Lichtschip 12 "NOORD HINDER"

In 1963 in opdracht van de Koninklijke Marine gebouwd bij scheepswerf "De Waal" te Zaltbommel, als "Lichtschip 12" ten behoeve van de Dienst van het Loodswezen enz. te Vlissingen.
Vanaf de ingebruikneming tot 1981 heeft het lichtschip, met de nodige onderbrekingen voor onderhoud, in hoofdzaak nabij de ondiepte "Noord Hinder" midden in de Noordzee, ter hoogte van Walcheren dienst gedaan als lichtbaken ten behoeve van de scheepvaart.
Gedurende deze jaren was er voortdurend een bemanning aan boord, die zorg droeg voor het dagelijkse onderhoud, het brandend houden van het licht en o.a. metingen verrichtte voor het K.N.M.I.

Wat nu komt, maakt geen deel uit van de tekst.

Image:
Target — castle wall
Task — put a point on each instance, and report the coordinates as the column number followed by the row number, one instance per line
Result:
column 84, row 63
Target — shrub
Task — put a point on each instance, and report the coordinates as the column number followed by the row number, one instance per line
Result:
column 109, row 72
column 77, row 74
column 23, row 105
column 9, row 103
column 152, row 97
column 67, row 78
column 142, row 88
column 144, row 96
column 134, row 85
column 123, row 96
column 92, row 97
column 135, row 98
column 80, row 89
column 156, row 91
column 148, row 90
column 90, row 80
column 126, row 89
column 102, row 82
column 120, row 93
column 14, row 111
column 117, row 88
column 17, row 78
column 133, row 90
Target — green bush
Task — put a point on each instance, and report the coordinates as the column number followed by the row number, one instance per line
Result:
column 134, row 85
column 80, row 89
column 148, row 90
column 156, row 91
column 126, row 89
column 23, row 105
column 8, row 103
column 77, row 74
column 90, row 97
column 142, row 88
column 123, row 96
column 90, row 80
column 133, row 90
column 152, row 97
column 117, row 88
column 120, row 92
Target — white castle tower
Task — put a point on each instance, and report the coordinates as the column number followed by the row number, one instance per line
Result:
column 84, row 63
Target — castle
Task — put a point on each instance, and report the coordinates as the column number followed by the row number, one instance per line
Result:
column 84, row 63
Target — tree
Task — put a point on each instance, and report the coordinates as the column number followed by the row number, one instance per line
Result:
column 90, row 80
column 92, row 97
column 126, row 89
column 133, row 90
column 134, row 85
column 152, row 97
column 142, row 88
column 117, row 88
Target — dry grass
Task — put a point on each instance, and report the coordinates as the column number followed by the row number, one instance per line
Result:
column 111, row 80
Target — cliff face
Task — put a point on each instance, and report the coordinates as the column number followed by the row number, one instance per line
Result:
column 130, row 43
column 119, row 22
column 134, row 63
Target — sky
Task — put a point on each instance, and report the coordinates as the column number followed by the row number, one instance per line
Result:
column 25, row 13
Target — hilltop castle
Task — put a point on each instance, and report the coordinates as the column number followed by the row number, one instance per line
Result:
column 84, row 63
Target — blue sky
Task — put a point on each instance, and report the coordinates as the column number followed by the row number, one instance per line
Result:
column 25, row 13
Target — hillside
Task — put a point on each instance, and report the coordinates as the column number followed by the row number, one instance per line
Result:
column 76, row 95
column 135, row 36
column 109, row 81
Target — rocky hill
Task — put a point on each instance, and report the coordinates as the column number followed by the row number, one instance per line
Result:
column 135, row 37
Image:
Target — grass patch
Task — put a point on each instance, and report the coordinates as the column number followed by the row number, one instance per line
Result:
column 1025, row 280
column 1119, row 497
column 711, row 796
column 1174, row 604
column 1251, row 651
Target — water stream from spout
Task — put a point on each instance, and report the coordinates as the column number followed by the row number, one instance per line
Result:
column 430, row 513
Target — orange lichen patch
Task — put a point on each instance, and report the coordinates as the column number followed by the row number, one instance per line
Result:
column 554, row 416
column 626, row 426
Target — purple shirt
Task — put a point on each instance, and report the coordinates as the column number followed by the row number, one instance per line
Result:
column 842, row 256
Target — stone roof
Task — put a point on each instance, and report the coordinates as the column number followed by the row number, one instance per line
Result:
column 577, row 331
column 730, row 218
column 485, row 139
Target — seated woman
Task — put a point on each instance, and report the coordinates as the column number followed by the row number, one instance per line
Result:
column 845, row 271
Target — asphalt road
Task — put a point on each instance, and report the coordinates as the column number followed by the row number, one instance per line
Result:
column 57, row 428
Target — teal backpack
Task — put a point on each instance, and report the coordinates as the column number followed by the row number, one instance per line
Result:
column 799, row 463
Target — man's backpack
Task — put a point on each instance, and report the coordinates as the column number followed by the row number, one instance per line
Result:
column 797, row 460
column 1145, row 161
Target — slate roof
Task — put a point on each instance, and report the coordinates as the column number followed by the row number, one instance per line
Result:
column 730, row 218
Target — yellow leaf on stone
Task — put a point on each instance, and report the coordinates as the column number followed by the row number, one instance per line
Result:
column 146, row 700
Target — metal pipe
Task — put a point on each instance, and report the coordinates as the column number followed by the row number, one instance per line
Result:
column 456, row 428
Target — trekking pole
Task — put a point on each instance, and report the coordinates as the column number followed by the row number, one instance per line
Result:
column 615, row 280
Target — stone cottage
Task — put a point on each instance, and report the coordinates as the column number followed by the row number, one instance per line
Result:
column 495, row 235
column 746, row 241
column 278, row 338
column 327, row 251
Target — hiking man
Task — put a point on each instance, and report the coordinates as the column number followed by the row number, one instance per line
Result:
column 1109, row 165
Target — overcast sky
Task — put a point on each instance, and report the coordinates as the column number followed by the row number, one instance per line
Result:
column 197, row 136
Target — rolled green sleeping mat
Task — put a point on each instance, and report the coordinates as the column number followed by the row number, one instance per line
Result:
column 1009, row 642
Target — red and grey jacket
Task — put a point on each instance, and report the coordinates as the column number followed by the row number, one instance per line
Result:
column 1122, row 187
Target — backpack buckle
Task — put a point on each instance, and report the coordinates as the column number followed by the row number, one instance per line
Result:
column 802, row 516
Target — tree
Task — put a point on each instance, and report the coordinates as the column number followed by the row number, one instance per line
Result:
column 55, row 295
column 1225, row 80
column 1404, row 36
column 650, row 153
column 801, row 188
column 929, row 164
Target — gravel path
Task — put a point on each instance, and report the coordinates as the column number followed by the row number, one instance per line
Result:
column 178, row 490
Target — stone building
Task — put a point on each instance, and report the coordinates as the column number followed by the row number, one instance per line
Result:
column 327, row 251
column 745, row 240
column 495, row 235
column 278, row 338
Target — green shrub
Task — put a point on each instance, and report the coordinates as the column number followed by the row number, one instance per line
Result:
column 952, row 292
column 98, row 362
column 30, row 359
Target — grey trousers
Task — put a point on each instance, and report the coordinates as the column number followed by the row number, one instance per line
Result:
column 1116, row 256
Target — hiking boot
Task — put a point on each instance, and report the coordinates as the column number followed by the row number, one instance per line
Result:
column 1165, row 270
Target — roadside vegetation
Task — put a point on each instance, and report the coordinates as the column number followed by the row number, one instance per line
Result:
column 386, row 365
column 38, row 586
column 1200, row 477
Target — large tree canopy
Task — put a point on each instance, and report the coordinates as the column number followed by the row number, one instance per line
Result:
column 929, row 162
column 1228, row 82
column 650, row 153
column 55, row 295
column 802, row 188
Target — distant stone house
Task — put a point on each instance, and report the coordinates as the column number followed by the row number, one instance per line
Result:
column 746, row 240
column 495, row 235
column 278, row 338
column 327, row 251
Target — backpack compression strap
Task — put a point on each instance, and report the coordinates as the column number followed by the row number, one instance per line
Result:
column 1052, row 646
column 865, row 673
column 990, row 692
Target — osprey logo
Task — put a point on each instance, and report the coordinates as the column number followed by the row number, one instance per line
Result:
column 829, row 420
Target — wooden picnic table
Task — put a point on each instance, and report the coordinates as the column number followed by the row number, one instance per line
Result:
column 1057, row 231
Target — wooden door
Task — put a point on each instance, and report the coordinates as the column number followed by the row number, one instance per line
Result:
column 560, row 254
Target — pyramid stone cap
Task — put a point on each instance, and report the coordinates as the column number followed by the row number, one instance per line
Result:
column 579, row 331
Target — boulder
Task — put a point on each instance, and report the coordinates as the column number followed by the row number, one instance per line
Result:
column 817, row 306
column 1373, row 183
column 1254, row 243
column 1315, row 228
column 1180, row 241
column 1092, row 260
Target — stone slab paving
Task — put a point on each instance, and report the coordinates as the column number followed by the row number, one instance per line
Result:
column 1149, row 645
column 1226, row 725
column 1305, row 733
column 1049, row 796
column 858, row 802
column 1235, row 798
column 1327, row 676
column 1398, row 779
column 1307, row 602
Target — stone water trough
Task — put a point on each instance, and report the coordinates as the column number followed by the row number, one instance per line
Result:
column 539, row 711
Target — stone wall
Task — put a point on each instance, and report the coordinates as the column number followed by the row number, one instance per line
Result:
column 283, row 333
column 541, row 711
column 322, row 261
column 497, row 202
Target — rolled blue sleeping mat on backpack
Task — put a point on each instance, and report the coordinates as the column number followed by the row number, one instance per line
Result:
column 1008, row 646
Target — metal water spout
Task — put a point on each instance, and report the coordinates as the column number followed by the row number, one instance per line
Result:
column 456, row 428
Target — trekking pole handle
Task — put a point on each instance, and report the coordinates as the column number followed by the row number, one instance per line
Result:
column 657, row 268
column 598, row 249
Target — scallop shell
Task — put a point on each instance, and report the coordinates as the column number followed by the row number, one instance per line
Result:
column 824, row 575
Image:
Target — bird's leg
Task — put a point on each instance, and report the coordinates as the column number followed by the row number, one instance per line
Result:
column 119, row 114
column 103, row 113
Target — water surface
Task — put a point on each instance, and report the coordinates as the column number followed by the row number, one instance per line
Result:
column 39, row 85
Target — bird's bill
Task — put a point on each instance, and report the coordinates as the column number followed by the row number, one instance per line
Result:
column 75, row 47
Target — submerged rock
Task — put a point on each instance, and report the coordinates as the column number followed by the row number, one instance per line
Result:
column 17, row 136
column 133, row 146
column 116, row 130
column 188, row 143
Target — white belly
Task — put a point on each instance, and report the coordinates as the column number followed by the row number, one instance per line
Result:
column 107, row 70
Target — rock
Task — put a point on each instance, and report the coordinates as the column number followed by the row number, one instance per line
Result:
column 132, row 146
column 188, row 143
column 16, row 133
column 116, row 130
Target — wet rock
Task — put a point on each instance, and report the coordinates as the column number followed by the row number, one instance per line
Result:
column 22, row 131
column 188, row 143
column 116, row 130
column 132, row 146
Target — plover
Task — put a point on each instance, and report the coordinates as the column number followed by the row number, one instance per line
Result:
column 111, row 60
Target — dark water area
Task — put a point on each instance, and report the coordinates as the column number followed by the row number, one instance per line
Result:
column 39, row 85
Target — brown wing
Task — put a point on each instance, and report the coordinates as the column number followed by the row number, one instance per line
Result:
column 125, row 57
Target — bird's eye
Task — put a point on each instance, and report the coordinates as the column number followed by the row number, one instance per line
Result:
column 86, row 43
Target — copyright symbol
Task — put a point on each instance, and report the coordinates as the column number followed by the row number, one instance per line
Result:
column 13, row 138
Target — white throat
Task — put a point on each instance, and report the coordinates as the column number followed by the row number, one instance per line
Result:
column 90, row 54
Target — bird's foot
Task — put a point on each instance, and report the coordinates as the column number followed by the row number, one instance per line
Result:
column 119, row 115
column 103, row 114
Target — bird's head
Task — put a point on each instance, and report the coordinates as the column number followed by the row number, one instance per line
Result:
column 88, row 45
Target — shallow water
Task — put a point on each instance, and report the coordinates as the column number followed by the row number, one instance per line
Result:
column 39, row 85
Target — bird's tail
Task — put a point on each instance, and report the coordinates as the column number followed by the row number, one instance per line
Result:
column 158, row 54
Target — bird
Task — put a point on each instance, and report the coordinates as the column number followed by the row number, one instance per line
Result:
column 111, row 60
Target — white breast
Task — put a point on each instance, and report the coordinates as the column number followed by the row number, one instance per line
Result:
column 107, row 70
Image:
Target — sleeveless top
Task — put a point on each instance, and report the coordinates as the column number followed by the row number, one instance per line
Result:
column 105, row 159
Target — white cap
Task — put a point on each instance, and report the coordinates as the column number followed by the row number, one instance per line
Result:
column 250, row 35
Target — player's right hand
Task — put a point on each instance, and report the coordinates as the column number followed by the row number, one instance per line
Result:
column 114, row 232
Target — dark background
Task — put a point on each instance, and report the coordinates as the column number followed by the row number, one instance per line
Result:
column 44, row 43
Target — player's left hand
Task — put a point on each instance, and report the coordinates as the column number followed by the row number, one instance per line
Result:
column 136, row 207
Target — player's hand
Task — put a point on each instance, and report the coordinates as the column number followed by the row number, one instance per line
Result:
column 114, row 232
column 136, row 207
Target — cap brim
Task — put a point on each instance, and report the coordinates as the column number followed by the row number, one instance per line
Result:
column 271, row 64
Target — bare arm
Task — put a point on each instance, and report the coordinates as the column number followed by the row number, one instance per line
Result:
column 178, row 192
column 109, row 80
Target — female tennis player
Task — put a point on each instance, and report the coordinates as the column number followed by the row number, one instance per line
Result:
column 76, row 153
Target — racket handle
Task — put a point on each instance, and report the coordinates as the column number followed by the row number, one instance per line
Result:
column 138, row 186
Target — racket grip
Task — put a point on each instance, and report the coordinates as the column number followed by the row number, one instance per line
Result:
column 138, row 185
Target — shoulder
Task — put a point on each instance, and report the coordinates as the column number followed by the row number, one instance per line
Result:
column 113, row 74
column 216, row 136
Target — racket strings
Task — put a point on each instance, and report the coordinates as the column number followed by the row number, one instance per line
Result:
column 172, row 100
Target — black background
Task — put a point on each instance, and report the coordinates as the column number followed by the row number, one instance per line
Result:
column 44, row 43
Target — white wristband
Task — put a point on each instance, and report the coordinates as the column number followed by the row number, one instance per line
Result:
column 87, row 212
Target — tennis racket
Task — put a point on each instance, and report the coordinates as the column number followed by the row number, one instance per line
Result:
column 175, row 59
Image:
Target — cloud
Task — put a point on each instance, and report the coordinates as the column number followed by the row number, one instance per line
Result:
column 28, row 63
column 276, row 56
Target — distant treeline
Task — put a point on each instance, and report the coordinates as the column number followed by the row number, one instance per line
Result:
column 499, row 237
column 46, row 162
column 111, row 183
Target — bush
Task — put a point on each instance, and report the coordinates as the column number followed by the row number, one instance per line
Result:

In 1981 werd het lichtschip grondig verbouwd en volledig geautomatiseerd.
Er werd onder meer een helidek aangebracht om ingeval bij storingen, ook bij slecht weer onderhoudspersoneel vanuit de lucht aan boord te kunnen droppen.
De apparatuur werd radiografisch vanaf de wal bewaakt. Een bemanning werd hierdoor overbodig.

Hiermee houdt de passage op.